Tuesday, March 6, 2018

Knepp Emperors on TV!

Channel 5's new British wildlife series Wild Great Britain at 9pm on Tues March 13th features Hulme and Oates in a eulogy to the Purple Emperor, recorded at Knepp Wildland last July.

Neil and I haven't seen it (contributors never see programmes in advance) but it should be seriously good.  If it's tosh, complain to Channel 5...

Sunday, February 4, 2018


We have entered the dangerous late winter period when hibernating Emperor larvae are most vulnerable to predation. I checked my six wild, unprotected larvae on Jan 16th and was delighted to find that all were again present and correct. No losses to mid-January - wow!

However, today I found that No 1 has vanished. I double-searched for him and shouldn't have missed him, had he moved. It's possible that he's moved and that I overlooked him, as he had previously moved twice after entering full hibernation. He moved a massive 1.5m between Nov 19th and Dec 3rd, and he then moved again between Dec 3rd and Jan 1st, just 15cm. Emperor larvae shouldn't move at all in hibernation, but are doing so increasingly during this era of mild winters (and January was, again, warmer than average in southern England) - one of my three captive larvae at home has moved four times this winter.

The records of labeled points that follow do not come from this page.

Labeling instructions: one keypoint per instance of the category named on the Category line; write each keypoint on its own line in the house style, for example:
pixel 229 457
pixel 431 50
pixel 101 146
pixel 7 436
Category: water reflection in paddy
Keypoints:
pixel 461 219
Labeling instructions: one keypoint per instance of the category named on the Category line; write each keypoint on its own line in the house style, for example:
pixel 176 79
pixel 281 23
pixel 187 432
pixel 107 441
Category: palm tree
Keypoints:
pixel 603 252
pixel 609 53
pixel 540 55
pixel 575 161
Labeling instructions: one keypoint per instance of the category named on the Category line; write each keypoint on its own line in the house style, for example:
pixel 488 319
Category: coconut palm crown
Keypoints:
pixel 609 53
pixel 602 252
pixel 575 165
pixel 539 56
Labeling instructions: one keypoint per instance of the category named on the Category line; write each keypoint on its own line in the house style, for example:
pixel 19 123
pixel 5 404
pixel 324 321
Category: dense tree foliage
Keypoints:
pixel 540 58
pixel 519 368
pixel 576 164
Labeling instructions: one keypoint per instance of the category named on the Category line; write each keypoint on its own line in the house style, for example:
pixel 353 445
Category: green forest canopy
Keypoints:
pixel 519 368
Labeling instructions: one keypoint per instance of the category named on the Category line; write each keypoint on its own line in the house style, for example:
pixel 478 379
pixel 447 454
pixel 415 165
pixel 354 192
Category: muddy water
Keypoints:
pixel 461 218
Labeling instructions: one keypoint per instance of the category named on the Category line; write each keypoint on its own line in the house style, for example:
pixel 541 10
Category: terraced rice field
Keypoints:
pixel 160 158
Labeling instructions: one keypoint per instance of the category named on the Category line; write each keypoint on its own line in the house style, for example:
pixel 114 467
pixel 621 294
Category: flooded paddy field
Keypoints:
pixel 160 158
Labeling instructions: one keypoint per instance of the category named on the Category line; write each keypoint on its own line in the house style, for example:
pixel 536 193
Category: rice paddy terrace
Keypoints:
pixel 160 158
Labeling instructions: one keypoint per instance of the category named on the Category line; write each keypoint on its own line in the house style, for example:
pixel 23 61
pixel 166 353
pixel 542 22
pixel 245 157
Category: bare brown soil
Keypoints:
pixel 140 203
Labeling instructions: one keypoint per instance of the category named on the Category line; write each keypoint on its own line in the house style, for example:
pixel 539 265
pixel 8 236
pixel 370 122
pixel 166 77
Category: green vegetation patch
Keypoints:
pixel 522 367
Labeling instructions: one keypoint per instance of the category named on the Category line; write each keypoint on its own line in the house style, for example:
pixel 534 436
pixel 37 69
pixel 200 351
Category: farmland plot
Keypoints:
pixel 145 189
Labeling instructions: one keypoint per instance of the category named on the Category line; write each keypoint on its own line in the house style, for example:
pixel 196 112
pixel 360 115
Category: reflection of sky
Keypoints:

Also today, I found that larva No 9 has moved, 11cm, from bud to fork, between Jan 16th and Feb 4th (the temp reached 12C on Jan 28th and was around 10C on four other days in late Jan).  He has also shrunk a bit, which is a trifle worrying.

We need a proper spell of hard winter weather to drive the tit flocks out of the forests, and provide some protective frost and snow cover for hibernating larvae.  

Tuesday, January 2, 2018

Tomorrow Belongs To Me!

The dear little angel, below, some 9mm long, is spending five months in deepest meditation - contemplating terrorizing anything that moves in the midsummer tree tops, irrespective of size. If it's going to be male it will behave like an Uruk Hai orc; if female, a fire-breathing dragon. It seeks nothing short of world domination. Our task, as People of Purple Persuasion, is to help it realize that ambition...

The good news is that all six of the larvae I'm following through in the Savernake Forest area, Wilts, survived December (and November). This is a good omen, for truly great Purple Emperor years are born during winters of low predation (though I would have liked  a slightly bigger sample).  

And here's another, of the unusual all-brown colour form -

Wednesday, October 4, 2017

Apatura iris in N Norfolk

On Monday I visited the valley in heavily coniferised woodland on the National Trust's Sheringham Park estate, near Cromer, where a lone Purple Emperor was seen last year and other sightings were made this year.
Although the area occupied by sallows in those woods is relatively small the sallows themselves are of very high calibre. Most of the sallow trees I saw there are genuine Goat Willow Salix caprea, which iris strongly prefers. It is actually quite a rare tree, and one which may be in serious decline in the heartland of the Purple Empire (replaced by hybrids). 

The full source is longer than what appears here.